Lawyers call for Constitution overhaul for indigenous Australians

The peak body representing Australian lawyers is calling for a change to the Constitution to recognise Aboriginal and Torres Strait Islander people, including in the legal profession.

THE peak body representing Australian lawyers is calling for a change to the Constitution to recognise Aboriginal and Torres Strait Islander people. 


The Law Council of Australia is hosting a discussion forum in Canberra today to discuss the importance of symbolic and substantive change to our nation’s Constitution to recognise indigenous Australians. 


The Law Council is using the forum as a board from which to launch its reconciliation action plan, which seeks to provide practical measures to improve Indigenous participation in the legal profession and promote understanding between Indigenous and non-Indigenous people in the legal sector.

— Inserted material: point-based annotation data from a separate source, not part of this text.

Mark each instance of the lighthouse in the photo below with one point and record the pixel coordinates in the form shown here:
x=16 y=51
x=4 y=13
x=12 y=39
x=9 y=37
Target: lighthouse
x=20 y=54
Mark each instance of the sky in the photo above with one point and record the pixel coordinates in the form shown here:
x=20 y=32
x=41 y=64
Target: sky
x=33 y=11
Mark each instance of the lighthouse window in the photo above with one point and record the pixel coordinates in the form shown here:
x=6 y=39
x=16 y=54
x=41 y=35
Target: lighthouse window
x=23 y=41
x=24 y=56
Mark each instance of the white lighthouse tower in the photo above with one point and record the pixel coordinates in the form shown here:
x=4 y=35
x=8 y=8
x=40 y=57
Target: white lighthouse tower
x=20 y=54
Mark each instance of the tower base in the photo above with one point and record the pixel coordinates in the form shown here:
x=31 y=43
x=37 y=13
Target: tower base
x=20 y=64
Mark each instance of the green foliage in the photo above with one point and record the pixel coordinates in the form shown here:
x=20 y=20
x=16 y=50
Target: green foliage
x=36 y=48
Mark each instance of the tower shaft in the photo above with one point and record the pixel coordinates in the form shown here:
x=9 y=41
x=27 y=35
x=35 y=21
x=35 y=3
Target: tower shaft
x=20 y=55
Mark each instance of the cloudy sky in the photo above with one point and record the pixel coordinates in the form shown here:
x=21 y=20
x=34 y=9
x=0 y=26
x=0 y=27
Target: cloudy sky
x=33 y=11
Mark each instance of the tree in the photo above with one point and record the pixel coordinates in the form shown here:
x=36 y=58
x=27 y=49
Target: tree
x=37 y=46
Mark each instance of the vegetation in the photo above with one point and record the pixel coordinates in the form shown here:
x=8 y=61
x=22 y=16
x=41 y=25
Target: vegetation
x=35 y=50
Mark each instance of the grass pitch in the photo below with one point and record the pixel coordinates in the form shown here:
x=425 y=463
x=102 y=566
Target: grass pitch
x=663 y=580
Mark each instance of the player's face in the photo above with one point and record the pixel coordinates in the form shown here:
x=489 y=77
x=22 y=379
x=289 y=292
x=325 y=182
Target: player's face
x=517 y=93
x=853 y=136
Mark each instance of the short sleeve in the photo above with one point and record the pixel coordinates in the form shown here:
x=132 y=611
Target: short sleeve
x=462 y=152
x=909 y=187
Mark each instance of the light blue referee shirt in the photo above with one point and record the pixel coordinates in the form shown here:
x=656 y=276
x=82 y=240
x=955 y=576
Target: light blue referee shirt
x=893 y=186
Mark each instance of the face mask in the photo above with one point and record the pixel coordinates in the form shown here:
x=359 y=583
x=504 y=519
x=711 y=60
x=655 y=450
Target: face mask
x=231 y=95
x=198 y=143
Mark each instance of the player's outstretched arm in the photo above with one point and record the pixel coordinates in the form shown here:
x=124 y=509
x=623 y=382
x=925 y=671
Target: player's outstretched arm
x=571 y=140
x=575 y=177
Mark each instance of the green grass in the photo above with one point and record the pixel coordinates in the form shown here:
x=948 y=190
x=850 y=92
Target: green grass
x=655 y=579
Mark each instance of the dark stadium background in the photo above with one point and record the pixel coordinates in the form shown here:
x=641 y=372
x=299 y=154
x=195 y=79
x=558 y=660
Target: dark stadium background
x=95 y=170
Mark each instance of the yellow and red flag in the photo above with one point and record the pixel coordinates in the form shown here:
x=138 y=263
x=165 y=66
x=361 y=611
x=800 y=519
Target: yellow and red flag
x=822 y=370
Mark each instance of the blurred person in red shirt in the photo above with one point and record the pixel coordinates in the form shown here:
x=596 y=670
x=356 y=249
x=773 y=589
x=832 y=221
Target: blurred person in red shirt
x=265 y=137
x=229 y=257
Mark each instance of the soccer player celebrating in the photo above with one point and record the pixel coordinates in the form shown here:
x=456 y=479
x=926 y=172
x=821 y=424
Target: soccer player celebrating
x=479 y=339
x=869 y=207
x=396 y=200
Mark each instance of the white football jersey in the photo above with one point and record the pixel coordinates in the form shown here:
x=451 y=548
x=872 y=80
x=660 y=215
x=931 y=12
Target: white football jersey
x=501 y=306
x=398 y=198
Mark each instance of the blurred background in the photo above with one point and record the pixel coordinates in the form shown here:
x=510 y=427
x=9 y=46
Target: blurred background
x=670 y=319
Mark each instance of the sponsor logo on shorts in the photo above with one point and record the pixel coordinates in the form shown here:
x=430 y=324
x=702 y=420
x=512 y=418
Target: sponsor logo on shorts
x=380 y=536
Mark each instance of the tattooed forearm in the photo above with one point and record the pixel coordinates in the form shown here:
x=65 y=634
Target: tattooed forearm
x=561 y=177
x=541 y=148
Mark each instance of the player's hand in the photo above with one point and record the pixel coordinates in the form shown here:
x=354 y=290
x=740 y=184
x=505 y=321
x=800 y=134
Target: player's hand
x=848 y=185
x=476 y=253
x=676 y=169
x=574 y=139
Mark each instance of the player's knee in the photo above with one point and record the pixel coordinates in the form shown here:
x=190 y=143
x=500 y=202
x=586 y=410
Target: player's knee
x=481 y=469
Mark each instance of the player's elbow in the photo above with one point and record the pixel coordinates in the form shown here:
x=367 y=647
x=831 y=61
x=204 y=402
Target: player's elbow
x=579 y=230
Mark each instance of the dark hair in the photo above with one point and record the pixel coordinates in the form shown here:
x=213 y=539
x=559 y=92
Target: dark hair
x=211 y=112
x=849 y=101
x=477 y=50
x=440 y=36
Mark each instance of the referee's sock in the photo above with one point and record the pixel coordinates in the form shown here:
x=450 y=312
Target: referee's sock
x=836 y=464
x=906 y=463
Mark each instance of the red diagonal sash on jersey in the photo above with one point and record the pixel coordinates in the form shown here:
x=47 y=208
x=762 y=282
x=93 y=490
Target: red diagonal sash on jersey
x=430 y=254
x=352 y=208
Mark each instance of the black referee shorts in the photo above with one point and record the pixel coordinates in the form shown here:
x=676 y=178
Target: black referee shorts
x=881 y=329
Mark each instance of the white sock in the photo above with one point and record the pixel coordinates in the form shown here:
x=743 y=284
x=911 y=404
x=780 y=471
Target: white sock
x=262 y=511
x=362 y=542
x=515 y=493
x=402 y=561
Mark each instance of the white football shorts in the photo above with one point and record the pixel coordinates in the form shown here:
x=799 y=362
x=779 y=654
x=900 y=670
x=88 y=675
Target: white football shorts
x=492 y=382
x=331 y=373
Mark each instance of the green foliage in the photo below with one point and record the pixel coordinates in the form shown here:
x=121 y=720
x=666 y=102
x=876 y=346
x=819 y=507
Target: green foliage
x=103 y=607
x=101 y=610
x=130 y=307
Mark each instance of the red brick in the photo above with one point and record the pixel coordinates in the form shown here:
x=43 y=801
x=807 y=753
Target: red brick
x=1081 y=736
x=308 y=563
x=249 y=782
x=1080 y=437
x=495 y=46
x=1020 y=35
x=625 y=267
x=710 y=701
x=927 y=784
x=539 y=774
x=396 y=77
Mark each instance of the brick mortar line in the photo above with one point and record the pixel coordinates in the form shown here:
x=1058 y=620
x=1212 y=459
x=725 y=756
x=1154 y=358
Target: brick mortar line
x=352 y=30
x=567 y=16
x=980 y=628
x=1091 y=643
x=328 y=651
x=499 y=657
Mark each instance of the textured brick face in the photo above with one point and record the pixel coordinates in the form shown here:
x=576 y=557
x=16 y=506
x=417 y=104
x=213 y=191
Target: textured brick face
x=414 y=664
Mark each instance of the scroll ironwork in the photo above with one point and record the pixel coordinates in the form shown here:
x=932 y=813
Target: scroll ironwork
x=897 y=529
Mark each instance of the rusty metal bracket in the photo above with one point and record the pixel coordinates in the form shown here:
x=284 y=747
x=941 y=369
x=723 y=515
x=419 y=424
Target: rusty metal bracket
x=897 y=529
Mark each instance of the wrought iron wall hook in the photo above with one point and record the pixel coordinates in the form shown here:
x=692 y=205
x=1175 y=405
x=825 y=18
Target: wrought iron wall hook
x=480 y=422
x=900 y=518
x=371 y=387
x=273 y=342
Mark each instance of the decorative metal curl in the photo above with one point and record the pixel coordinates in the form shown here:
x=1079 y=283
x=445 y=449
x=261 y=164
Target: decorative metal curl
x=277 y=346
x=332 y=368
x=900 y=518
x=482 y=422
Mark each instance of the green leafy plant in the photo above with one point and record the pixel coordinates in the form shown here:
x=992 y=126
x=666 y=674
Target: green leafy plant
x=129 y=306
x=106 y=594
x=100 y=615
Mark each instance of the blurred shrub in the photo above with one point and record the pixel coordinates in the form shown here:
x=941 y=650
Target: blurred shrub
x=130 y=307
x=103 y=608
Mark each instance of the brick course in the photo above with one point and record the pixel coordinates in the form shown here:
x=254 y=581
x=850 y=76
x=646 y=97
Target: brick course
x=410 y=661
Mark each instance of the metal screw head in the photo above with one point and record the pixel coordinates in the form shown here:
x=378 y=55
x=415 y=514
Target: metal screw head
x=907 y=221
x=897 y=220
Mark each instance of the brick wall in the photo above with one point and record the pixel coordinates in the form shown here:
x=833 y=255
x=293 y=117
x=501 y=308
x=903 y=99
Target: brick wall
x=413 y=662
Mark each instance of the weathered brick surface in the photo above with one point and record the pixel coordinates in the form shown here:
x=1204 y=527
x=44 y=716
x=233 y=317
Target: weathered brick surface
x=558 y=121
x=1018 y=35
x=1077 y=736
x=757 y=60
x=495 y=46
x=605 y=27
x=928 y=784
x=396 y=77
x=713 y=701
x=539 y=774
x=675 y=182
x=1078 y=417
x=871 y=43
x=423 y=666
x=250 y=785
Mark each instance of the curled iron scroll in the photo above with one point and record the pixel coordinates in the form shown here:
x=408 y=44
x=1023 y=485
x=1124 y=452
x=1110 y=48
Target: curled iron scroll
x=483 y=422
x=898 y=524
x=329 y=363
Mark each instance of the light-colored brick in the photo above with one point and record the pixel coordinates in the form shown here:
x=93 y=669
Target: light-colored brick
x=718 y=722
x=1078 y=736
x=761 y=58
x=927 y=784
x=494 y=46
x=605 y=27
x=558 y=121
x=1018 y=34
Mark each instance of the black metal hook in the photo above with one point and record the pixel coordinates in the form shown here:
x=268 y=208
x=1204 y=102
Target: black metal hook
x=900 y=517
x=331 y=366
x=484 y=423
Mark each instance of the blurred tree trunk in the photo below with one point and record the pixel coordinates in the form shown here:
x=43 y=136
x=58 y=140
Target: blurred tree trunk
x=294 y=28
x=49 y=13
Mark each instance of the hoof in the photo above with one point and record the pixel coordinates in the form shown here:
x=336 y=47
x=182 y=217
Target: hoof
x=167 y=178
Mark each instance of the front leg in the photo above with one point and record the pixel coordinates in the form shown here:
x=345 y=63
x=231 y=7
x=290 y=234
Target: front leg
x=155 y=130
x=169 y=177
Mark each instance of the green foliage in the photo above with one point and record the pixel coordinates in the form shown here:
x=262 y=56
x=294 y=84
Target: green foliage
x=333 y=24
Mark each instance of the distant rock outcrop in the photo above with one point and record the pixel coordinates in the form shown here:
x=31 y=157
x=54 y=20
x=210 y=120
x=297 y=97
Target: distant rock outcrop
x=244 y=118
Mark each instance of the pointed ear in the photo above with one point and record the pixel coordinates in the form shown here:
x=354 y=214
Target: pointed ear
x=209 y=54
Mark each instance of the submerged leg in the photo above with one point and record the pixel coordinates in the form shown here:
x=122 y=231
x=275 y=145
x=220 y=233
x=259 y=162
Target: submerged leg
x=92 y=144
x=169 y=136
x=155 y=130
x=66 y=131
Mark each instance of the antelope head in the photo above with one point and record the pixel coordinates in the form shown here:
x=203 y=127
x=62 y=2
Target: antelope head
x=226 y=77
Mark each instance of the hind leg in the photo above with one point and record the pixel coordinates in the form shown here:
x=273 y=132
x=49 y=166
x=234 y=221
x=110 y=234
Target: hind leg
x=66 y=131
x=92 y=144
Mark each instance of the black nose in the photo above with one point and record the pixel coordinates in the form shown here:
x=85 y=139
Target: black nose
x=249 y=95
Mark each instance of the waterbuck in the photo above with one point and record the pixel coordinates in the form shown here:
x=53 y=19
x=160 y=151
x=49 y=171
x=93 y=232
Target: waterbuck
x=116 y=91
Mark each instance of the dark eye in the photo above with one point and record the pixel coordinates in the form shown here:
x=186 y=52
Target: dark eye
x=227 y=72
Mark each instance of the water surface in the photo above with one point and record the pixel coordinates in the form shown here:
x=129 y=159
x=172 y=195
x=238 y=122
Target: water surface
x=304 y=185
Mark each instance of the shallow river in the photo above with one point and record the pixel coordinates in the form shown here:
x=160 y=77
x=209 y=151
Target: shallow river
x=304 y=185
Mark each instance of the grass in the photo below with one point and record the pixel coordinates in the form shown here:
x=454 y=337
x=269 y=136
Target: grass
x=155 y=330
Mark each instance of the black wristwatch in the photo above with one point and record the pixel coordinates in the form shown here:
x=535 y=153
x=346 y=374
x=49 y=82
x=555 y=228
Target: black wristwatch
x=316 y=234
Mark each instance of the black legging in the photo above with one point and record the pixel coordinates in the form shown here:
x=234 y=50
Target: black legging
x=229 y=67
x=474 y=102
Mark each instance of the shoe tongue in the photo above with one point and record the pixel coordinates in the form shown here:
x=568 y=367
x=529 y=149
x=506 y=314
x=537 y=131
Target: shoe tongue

President of the Law Council of Australia, Alexander Ward said the forum, Constitutional Change: Recognition or Substantive Rights?, is the first of its kind hosted by the Law Council.


Discussions at the Forum commenced this morning with a keynote address by former High Court judge, the Hon. Michael Kirby, AC CMG.


Kirby’s address  was entitled Constitutional Law and Indigenous Australians: Challenge for a parched continent, looked at the issue of recognition versus substantive rights.


“Wrongs have been done to our nation’s Indigenous peoples, including in the Constitution that binds all Australians.


“The road to equality for Indigenous Australians is an ongoing journey—part of that journey must include Constitutional reform that acknowledges the important role of Aboriginal and Torres Strait Islanders and is inclusive of all Australians,” Kirby said.


Law Council president Ward said the Law Council is pleased to present an eminent panel of speakers and a comprehensive agenda, which it hopes will stimulate "frank and robust discussion about modernising our Constitution to reflect an inclusive, tolerant and modern Australia—an Australia that embraces and acknowledges its first peoples.


“It is time Australia acknowledged our Constitution was not created for Indigenous Australians, or for the rich array of cultures now residing here.


“The vast majority of Australians now recognise Aboriginal and Torres Strait Islanders as Australia’s first peoples, but what they may not realise is there are provisions in our Constitution that are divisive and discriminatory,” Ward said.


The discussion topics developed for the Forum explore a number of possibilities for reform.


“Options for reform range from recognition of Aboriginal and Torres Strait Islander peoples in a new preamble to the Constitution, to recognition of substantive rights giving practical effect to that recognition,” Ward said.